Look at the Hello world source code in Wiki. It's creepy, isn't it? In appearance, a completely chaotic conglomeration of symbols, formed incomprehensibly by what rules. In fact, it looks so because obfuscated. The unobfuscated version (also called the normalized source code) consists of only a set of language instructions (j,i,*,p,<,/,v,o), and possibly also whitespace characters, which will be ignored by the interpreter.

So, our goal is to print Malbolge program.

As it follows from the specification, for the output of the symbol for printing there corresponds the instruction <, which interprets the value in the register A (accumulator), as the code of the ASCII-symbol. ASCII is an 8-bit encoding, that is, it contains 256 characters. If value in A is greater than 256, the symbol code is the remainder of dividing it by the table size: [A] mod 256.

Our task is to form the necessary value. In the arsenal of the language, there are 2 instructions that affect the value in A: * and p. Let's take a closer look at them.

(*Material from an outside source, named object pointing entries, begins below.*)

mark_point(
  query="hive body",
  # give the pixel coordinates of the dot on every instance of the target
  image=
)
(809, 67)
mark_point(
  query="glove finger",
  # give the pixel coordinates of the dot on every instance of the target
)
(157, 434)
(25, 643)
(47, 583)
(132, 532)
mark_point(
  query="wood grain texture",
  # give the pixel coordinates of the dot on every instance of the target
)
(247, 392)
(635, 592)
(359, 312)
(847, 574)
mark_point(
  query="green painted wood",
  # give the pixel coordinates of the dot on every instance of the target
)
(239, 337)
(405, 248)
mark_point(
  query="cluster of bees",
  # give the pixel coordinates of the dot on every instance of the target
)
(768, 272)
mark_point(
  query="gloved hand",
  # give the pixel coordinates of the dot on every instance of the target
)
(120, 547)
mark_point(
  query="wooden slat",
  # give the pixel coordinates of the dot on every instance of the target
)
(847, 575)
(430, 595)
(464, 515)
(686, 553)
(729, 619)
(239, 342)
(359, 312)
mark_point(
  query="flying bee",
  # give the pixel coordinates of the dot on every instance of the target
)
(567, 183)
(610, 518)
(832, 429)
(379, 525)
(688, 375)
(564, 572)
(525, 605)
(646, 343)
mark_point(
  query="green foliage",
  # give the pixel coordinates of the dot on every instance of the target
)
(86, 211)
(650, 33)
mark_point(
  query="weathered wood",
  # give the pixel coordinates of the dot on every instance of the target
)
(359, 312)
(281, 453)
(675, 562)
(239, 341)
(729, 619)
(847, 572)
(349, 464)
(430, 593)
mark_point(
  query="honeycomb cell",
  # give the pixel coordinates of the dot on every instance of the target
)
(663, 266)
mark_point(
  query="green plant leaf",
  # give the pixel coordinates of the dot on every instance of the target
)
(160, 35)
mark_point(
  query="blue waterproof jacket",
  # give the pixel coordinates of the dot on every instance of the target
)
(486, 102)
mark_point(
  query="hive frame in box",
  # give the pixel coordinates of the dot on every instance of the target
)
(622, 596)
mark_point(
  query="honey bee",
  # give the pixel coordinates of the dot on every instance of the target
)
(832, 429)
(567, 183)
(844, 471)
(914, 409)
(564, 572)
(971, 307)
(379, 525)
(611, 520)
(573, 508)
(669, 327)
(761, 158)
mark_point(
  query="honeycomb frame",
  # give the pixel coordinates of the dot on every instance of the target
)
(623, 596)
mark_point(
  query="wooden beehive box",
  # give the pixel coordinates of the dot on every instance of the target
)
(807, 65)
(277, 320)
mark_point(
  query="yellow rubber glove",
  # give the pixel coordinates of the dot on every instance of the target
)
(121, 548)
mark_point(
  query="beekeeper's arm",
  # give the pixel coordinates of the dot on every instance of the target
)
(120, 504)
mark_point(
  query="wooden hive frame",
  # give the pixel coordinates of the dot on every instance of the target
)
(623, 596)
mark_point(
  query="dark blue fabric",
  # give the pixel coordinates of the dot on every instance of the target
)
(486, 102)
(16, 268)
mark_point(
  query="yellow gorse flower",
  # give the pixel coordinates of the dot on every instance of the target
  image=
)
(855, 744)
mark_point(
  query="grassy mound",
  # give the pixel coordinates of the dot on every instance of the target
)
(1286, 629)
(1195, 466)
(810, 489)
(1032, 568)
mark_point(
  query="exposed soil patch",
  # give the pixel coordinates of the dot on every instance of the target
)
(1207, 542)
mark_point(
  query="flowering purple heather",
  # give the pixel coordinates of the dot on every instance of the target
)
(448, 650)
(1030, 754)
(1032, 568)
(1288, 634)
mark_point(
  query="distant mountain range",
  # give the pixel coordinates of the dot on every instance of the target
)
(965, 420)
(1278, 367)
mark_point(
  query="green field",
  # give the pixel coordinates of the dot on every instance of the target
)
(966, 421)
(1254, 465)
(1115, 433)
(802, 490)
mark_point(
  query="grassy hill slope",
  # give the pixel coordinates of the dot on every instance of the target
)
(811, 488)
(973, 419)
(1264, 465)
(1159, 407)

The algorithm of the instruction *:

  1. Convert the value in memory at address D into a 10-bit ternary number. Suppose that the source code at position D (and since when you load the program into memory it is mapped directly, then at address D in memory) is the symbol ~. We look at the ASCII table, find out that the symbol code is 126. Convert to a ternary number: 11200. Adding zeros on the left to 10 digits: 0000011200.
  2. Rotates the digits in a number 1 to the right, i.e., the first becomes the second, the second becomes the third, ... the latter becomes the first. 0000011200 => 0000001120.
  3. Write the resulting value to the memory location at address D, replacing the old value with it. Then the new value from D is copied to register A. If we wanted to display the contents of A on the screen, what would we get? Convert 0000001120 to the decimal number: 0000001120 => 42 (the value is less than 256, so you do not need to take anything modulo). The symbol #42 in ASCII is *. It would have been printed.

The algorithm of the instruction p is exactly the same, with one exception: instead of the result of a cyclic shift in D, the result of applying the Crazy ternary operation proposed by the author to [D] and [A] is recorded.

It would seem that everything is simple and the algorithm for the generation of any required value is in our pocket, but it was not there. Two of the three registers, C and D, act as pointers: the first refers to the current instruction, the second to the current position with the data. And when the program is loaded into memory, both registers are initialized to zero. That is, when the program is running, any instruction immediately acts data for its execution.

Let's consider a small example. Let it be the simplest program:

*<v

or in an unnormalized form

'bO

Let's follow the first instruction:

  1. ASCII-code ' is 39. We translate it to a 10-bit ternary number: 0000001110.
  2. Cyclic shift to the right: 0000000111.
  3. Convert back to decimal: 13. This is a non-graphical character, so the < instruction won't print anything on the screen.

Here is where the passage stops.